Jake glanced at the tray. "You had them yellow, red, blue, green?"

"No. Red, green, yellow, blue. It matches the buttons on the original NES controller. For aesthetic consistency."

Jake raised both eyebrows now. "You organized markers based on Nintendo?"

"Don't be absurd," Sheldon said. "Also based on Nintendo."

---

The Connection

For a long moment, Sheldon studied him.

"Why are you here?"

Jake considered lying—but figured that was pointless.

"I overheard someone mention your name," he said honestly. "And I recognized it. So I got curious."

Sheldon narrowed his eyes. "Recognized it?"

Jake smirked. "I'm good with names."

Sheldon nodded once, turning back to the board.

"You're better with math," he said. "This formulation's been giving me problems for four weeks."

Jake couldn't help but feel a flicker of pride. "It's elegant. Just needed a new angle."

Sheldon sat at his desk, placing his untouched lunch beside his books.
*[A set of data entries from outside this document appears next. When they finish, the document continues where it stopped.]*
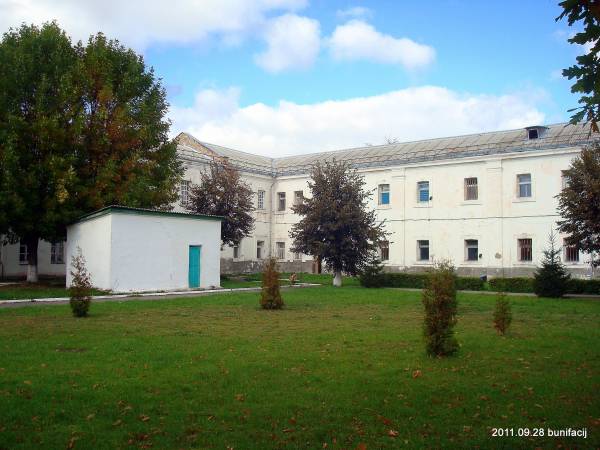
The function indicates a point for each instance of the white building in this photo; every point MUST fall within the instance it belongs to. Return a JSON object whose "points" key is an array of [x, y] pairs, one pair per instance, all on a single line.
{"points": [[134, 250], [486, 201]]}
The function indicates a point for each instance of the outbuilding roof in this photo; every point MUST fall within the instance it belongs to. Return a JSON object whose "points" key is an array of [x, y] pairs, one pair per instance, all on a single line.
{"points": [[551, 137], [143, 211]]}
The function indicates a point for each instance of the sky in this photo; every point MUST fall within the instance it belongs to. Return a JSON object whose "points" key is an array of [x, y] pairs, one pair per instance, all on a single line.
{"points": [[283, 77]]}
"Would you be interested in working on it further?" he asked.

Jake blinked. "You want me to help?"

"I wouldn't say 'help,'" Sheldon said. "That implies inferiority. I'm offering collaboration. Tentatively."

Jake walked closer, scanning the board again.

"Deal," he said. "But I get to bring my own markers."

Sheldon hesitated. Then nodded. "Just not pink. Pink is for fools and theorists with no backbone."